Ripple has bagged another momentous victory in the ongoing courtroom battle with the U.S. Securities and Exchange Commission (SEC) as a judge has ruled that the regulator must turn vital William Hinman documents over to Ripple. These documents contain the draft of a speech by Hinman, in which he told the audience at a conference that Ethereum was not a security.
XRP, the crypto originally launched by the founders of blockchain payments company Ripple, has surged in response to the latest development.
Ripple Wins Hinman Speech Spat With SEC
According to CoinGecko data, XRP is up 10.6% today, trading at roughly $0.479957, propelled by the revelation that the court has overruled SEC’s objections to releasing the William Hinman documents. XRP is now firmly back in the top six coins by market capitalization as bitcoin struggles under the $20,000 mark.
In a ruling on September 29, U.S. District Judge Analisa Torres agreed with Magistrate Judge Sarah Netburn on every issue relating to the email with a draft of former director William Hinman’s speech in 2018.
Judge Netburn had declared that the email was not protected by deliberative process privilege, as the SEC had argued. The securities watchdog then asserted the attorney-client privilege to keep the email under wraps and block it from being used as evidence in court; a motion Netburn outrightly dismissed in July. She indicated that Hinman’s speech was not the regulator’s records since he expressed his personal view, therefore, they are not an “essential link in agency deliberations” as the SEC suggested. Judge Torres’ decision overruled the SEC’s objections to that ruling.
The SEC filed charges against Ripple, CEO Brad Garlinghouse, and co-founder Christian Larsen in December 2020 for allegedly conducting a $1.3 billion unregistered securities sale when they sold the XRP coin. But Ripple has continually argued that XRP fails the Howey Test and therefore does not satisfy the criteria for being deemed a security.
Ripple has noticeably refused to settle with SEC despite litigation being expensive. Founder of crypto legal news outlet Crypto-Law John E Deaton told his 218,000 followers that Ripple has forked out around $2-$3 million to get the ruling from Judge Torres, and it still has no access to the Hinman documents.

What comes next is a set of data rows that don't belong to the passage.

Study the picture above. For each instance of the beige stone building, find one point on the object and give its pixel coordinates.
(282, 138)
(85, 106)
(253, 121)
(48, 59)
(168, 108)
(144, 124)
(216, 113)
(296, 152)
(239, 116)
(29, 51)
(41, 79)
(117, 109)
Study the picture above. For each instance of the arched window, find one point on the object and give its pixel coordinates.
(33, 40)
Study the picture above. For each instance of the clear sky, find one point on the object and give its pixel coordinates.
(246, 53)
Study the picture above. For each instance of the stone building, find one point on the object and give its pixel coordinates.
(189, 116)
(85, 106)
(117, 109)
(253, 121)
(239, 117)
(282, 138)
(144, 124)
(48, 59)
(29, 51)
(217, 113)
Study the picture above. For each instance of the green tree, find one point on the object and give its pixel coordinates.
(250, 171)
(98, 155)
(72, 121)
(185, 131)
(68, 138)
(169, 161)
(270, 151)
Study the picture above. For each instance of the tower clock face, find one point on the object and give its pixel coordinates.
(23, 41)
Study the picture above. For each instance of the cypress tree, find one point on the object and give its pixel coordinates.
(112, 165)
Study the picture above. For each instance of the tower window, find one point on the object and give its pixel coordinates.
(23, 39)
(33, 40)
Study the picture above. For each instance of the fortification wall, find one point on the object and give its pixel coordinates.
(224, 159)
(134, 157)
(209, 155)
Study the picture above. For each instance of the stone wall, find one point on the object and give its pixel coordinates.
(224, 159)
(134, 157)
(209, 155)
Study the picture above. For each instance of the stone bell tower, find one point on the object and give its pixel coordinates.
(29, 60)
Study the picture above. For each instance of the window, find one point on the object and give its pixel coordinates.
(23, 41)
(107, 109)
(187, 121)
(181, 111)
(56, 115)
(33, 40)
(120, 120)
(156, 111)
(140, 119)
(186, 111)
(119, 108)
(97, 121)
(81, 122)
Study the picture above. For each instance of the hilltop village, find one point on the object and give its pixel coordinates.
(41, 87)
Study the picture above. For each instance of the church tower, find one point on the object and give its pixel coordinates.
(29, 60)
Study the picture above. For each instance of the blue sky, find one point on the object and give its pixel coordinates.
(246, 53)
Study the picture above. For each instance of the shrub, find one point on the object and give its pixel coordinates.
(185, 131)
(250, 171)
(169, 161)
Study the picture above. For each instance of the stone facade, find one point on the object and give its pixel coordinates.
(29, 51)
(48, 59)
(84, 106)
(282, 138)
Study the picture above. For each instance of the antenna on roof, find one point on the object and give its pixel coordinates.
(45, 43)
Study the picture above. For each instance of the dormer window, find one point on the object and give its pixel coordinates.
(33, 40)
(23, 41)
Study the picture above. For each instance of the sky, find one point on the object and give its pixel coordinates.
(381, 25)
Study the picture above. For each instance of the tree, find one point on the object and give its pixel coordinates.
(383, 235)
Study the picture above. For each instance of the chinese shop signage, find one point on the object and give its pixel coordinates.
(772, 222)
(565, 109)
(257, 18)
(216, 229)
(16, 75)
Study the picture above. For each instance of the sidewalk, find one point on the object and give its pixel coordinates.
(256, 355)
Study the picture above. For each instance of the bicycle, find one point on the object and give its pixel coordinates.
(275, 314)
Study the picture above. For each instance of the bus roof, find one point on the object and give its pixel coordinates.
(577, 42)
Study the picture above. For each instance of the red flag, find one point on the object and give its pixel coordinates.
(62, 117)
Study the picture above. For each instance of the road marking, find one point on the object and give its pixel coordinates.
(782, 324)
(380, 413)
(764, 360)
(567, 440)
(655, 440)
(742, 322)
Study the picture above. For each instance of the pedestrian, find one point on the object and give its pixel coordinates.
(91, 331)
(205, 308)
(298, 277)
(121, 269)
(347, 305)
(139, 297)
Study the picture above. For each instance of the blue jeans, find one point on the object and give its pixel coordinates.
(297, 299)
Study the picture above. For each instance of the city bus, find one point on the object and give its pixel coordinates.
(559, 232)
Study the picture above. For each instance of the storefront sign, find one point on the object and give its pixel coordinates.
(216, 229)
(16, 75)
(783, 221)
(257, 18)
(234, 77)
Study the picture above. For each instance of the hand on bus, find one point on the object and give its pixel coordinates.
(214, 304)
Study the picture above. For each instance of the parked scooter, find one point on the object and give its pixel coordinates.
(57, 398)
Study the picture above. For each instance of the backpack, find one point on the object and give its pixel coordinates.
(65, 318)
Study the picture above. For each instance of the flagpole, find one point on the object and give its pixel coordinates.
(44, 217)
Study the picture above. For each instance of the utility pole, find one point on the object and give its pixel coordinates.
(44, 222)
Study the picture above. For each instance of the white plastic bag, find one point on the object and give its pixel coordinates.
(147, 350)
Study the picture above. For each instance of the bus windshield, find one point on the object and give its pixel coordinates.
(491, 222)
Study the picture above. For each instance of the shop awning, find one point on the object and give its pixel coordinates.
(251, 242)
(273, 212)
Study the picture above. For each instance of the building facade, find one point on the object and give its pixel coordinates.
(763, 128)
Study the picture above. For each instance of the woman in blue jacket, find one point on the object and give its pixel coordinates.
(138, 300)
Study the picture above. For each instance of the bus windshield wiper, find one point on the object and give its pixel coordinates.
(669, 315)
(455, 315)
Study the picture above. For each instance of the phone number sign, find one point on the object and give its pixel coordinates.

What Next In The XRP Lawsuit?
As attorney James K. Filan remarked, the SEC can still delay the submission of the documents by playing a slew of procedural cards up its sleeve. First, the commission can request Judge Torres to revisit her decision. In addition, the SEC could directly go to the Court of Appeals on a Petition for Writ of Mandamus.
While such manoeuvres are unlikely to succeed, the plaintiff could get an additional two or three months to delay producing the Hinman documents. Yet, as Filan explains, none of these delay tactics would affect the summary judgment schedule.